Nov
19

Ich bin eine brave Hausfrau. Manchmal.

Als ich vom Sozi nach Hause kam starrte er mich an, der Papiermüll. Ich bin brav, ich bring ihn runter. Ja. Wenn das das Einzige gewesen wäre. Ihr kennt ihn. Den Restmüll. Er stinkt. Er quirlt. Er fließt. Aus der Tüte raus, sehr lecker. Also: man nehme den ganzen Eimer drum herum gleich mit runter. Treppe runter, Luke auf, Beutel rein, Suppe hinterher. Eimer wieder nach oben, in die Badewanne, abgewaschen. W-i-d-e-r-l-i-c-h.

Danach: brav die Handtücher aus dem Bad geholt, Hosen, Socken etc. dazu, in die Waschmaschine rein, Waschmaschine an. Fertig.

Was macht Frau in der Zwischenzeit? Seinen Fressattacken nachgehen und alles um sich herum vergessen. Und twittern. Und die Waschmaschine vergessen. Die übrigens fertig ist.

Tschüss.

Nov
19

Was sollte ich da? Ich war ehrlich und konsequent und lande zwischen Frau X und Herrn Ü.

Das erste was mir auffiel: Menschen. Viele davon. Zu viele. Aber: es ist das Soziamt Mitte, was sollte ich anderes erwarten? Freundlichkeit? Weit gefehlt. Man niest und keiner wünschte mir Gesundheit.

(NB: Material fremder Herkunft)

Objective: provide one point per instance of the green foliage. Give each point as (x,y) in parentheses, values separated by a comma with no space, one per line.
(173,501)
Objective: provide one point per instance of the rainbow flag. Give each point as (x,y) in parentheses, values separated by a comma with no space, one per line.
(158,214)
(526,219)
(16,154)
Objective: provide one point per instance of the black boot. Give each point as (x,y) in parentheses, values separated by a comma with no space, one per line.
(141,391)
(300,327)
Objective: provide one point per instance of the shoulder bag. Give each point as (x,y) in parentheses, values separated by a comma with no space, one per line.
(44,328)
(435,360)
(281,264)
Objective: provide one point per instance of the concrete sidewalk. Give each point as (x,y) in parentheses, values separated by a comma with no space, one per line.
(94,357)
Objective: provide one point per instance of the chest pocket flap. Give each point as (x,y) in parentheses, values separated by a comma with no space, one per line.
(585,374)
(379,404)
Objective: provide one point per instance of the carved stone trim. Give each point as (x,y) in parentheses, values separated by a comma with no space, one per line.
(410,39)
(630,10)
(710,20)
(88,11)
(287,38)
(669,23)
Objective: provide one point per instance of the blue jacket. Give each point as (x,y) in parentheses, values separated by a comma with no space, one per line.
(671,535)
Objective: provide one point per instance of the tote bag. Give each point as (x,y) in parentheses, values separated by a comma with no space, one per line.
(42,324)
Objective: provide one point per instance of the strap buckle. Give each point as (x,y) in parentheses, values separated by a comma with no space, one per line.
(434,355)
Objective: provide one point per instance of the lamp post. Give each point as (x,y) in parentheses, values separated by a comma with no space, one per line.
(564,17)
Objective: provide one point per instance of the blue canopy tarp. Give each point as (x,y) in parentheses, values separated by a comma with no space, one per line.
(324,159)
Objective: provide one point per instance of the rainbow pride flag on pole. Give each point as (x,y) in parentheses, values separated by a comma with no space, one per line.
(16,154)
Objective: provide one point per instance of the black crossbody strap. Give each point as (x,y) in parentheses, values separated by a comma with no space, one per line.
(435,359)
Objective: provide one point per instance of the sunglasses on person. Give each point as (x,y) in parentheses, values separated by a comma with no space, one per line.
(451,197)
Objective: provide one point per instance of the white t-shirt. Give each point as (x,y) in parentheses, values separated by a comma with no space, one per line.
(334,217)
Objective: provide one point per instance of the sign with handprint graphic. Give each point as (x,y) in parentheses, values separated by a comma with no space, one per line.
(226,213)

Wie bei jedem gut besuchten Amt gab es eine digitale Anzeige. Blöd nur wenn man sie nicht sieht. Egal wo man sitzt, bis auf 1 Platz. Also ging ein Kampf  um Denselbigen los. Ich hatte Glück und musste mich nur 3x insgesamt umsetzen.

Aber egal, ich saß im warmen, trockenen Raum ohne Empfang. Fast. Twittern konnte ich zum Glück noch, sonst wäre ich da drin womöglich aus langer weile gestorben.

Noch 18 Leute vor mir.....

Meine Gedanken kreisen darum dass ich möglicherweise meine Miete zum 1. nicht zahlen kann. Warum kann ich nicht auch einfach schwanger werden und dann meinen dicken, delligen Po jeden Arbeitgeber in Kiel zeigen?

Noch 12 Leute vor mir....

Naja, man denkt halt über unrealistische, gut duftene Babys nach, da gings plötzlich los: eine Türkin, grade vor wenigen Minuten ins Gebäude gekommen, kommt schnurstracks zur Information. Aber. Ich bin doch schon viel länger hier, und warte schon seit 30 min. Dachte sich auch die Russin die aufgleich sich mit dem Kopftuch anlegte. "Das geht so nicht. Hier können nicht einfach Marken von der Frau da verteilt werden. Das geht so nicht." Frau X hinter mir "Was? Was hab ich gemacht?" (ich persönlich hätte ja meine Klappe gehalten aber, ich bin auch nicht Frau X)

Aber Frau X muss halt ihre passionierten Langschläfer bei-Laune halten.

Noch 4 Leute vor mir.....

Bing bing bing.... Noch 3 Leute vor mir.....

Ich bin dran.

Mitleid für meine Situation von der Info-Tante und ein "lassen se mal stecken" als ich Unterlagen aus meiner Tasche kramen wollte. Wieder raus. Warten. Beobachtet werden von Ölaugen und Junks. Beide Parteien überraschend schnell wieder aus meinem Sichtfeld verschwunden.

Dann die Erlösung. Ins Büro der Plüschlöwenschlüsselanhängertante.

(Und mein iPod, der Penner, liegt immernoch zu Hause und gammelt rum.)